We adopt various strategies to manipulate single particles or groups of particles in a microfluidic environment to investigate fundamental properties and behaviour of flows and soft matter systems as well as to develop new methods for microfluidic particles processing applications, such as particle filtration, sorting, trapping and accumulation.

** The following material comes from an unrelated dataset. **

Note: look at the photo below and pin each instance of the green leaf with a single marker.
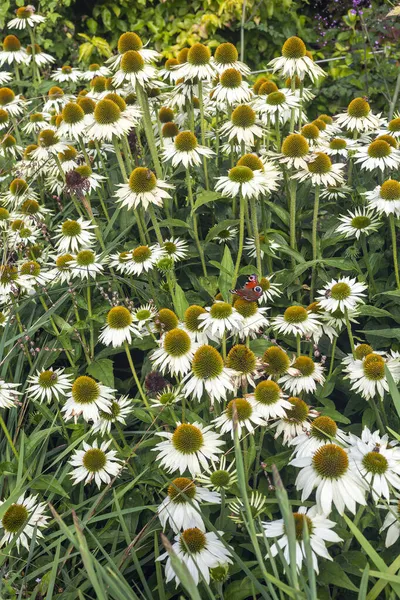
(103, 370)
(180, 302)
(226, 274)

Diffusiophoresis is a phoretic transport phenomenon in which the chemical energy stored in the form of solute concentration gradient is transduced into particle motion. Diffusiophoresis offer several advantages for microfludic applications, such as i) absence of external energy input for directing particles, ii) selectivity based on particle size and charge, iii) cost effectiveness due to the lack of costly/bulky equipment. Our group investigates new approaches to apply diffusiophoresis for particle processing operation in microfluidic devices. By combining experimental analysis and numerical simulations, we discovered solute-driven transport mechanisms for the reversible trapping and accumulation of particles within dead-end pores and for the focusing of particles within straight open channels under continuous flow settings. We developed proof-of-concept microdevices that exploit these mechanisms for the continuous size-based separation and size detection of nanobeads as well as for the measurement of zeta potential and charged lipid composition of small unilamellar vesicles (SUVs).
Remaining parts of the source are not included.